Grundsätze der fehlerhaften Organbestellung anzuwenden
Zwischen der AG und der Kanzlei sei aber trotzdem wirksam ein Anwaltsvertrag geschlossen worden. Anders als das Berufungsgericht stützt sich der BGH aber nicht auf Rechtsscheingrundsätze, sondern wendet die Grundsätze der fehlerhaften Organbestellung an. Er bekräftigt seine Rechtsprechung, wonach diese Grundsätze auf den besonderen Vertreter anwendbar sind mit der Folge, dass Rechtshandlungen, die dieser bis zu seiner Abberufung vorgenommen hat, trotz Nichtigkeit der Bestellung für die AG wirksam sind. Dabei unterstreicht er in seiner aktuellen Entscheidung, dass dies, anders als zum Teil in der Literatur vertreten, auch für Handlungen im Außenverhältnis gelte.
Laut BGH ist die Anwendung der Grundsätze der fehlerhaften Organbestellung auch nicht ausnahmsweise ausgeschlossen, auch nicht aufgrund eines vorrangigen Allgemeininteresses. Ein solches sei nicht schon deswegen anzunehmen, weil der Bestellung wegen nichtiger Geltendmachungsbeschlüsse von Anfang an die Grundlage fehlte. Vielmehr sei eine Prüfung im Einzelfall erforderlich.
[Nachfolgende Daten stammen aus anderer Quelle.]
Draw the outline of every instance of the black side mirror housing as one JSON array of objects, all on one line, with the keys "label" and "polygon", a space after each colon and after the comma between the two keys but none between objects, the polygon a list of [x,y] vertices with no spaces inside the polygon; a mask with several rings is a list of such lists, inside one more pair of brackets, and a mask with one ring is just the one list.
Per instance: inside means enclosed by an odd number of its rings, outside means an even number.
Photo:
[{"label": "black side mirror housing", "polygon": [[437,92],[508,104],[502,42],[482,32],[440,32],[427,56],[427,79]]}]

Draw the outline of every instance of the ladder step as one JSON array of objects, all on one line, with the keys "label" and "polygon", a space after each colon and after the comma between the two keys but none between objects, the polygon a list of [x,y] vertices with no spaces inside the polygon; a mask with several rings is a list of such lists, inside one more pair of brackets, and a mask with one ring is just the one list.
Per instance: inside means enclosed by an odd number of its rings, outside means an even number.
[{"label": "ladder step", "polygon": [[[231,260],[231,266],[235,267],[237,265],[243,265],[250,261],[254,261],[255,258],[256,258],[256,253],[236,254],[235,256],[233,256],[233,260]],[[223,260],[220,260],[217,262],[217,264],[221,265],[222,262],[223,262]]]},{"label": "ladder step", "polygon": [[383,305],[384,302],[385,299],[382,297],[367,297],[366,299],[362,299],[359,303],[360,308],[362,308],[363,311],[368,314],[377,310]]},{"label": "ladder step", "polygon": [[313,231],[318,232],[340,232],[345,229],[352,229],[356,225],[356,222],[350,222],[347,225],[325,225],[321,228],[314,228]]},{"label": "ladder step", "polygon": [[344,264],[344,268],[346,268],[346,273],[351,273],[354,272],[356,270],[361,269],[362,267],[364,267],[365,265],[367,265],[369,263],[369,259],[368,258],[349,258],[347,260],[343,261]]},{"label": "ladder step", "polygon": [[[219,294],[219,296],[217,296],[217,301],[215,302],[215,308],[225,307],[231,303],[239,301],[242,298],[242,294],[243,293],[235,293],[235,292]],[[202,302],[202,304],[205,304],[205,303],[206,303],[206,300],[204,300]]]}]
Der Rechtsverkehr erwarte aber gerade, dass der von der Hauptversammlung bestellte besondere Vertreter in seinem Aufgabenbereich für die Gesellschaft handeln kann. Das zeigt sich laut BGH deutlich daran, dass jene, die eine Anwendbarkeit der Grundsätze der fehlerhaften Organbestellung ablehnen, auf die Hilfskonstruktion der Rechtsscheinlehre zurückgreifen müssten.
Der BGH hat zudem entschieden, dass der AG-Vorstand die fehlerhafte Bestellung eines besonderen Vertreters grundsätzlich nicht durch einseitige Erklärung beenden kann.
Die Revisionen der Kanzlei und des besonderen Vertreters hatten hingegen (teilweise) Erfolg und führten zur teilweisen Aufhebung des OLG-Urteils und Zurückverweisung.